Saturday, May 17, 2014

Wherein "Psych Ward Inpatient" Is Added To My Resume - Part I

Trigger Warning: Psych unit (positive), Hulk rage, car accidents, sound triggers, rape

I recently spent nine days in the psych ward (voluntarily and for the first time) with no access to my phone or the internet, and endless access to my brain using new and improved skills (and some medication adjustments). I hadn't heard much positive information about such a stay until I experienced one myself. I know not all facilities are created equal, but to say I wish I'd have done that sooner/multiple times is an understatement. This episode was by far not the worst I've experienced, and I'm so glad to have had a safe place available to land that particular "Forty Acre Fit". (Thank you forever for that phrase, new kindred spirit friend). Reintegration is going slowly, but positively.

I didn't realize until I had been discharged from the unit that it was my under-treated PTSD that had triggered the reaction that led me to the hospital. 

You see, a car squealed its tires somewhere and my Hulk rage immediately consumed me from the ground up.

I spazzed out of the passenger seat of a not-all-the-way-stopped car and immediately beat the sidewalk with my aluminum walking cane until it split in half. (Where's that kind of energy when I NEED it?) I followed that up by dumping the contents of my purse in the road and "speed" walking in no particular direction (sans cane = terrible idea). Eventually, I stopped and said to my companion, "Take me to the hospital!" And he did. Fortunately, I had previously received a referral from my psychiatrist for a hospital to go to should such an occasion arise. After waiting 18 hours in the ER and psych triage, I was finally admitted. (Part II of this series will focus on the therapeutic methods of the hospital program.)

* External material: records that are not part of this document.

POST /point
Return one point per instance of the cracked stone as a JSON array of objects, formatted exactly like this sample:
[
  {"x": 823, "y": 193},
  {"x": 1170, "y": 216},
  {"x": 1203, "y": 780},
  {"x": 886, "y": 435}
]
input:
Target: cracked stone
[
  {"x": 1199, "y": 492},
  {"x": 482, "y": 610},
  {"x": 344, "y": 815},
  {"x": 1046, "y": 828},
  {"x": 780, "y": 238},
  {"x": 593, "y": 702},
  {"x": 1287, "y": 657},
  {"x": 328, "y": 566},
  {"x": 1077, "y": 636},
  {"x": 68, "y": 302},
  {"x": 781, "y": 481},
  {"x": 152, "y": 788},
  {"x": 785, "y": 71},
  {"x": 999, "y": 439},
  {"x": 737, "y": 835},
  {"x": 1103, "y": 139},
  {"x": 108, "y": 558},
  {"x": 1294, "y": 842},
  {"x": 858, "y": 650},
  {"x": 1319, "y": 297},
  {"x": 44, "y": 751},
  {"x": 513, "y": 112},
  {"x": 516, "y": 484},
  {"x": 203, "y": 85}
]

Having unsealed some mental compartments in the past few weeks, I realized why the tire squeal was such a trigger for me. I've been in a few fender benders over time, but I was driving home about ten years ago after a terrifying night of being raped, when my car was t-boned by another vehicle (100% the other party's fault in each case). It wasn't the worst accident, but it was intense and shook my body and mind up pretty badly. I was recently a passenger in an accident that was also not my fault, so I think that woke up the dormant memories (and my old whiplash injuries where they live part time). I'd already been having trouble managing my bipolar, anxiety, and PTSD (obviously) symptoms since my marriage unraveled for good and I hadn't noticed the ramp-up.

I'm pleased to say that I now have more tools with which to notice when something like this episode might be approaching and how to deal with it accordingly.

ALLERGIES, barcode, FALL RISK, WWBD?


2 comments:

  1. I had a couple of not great inpatient experiences as a teen but when I look back on them now, it almost seems like paradise and I can't tell you how many times I've wanted/ needed to try again as an adult. It is SO HARD to work on mental health as an adult because everything else seems so much more urgent or important than taking time for yourself. I'm so glad that you were able to recognize your situation and get the help that you needed. If you don't mind sharing, where did you stay?

    ReplyDelete
    Replies
    1. What is your email address? I'd be happy to privately let you know where I went. I don't personally mind if people know, but I feel like it might not be safe for others who might have been on the unit.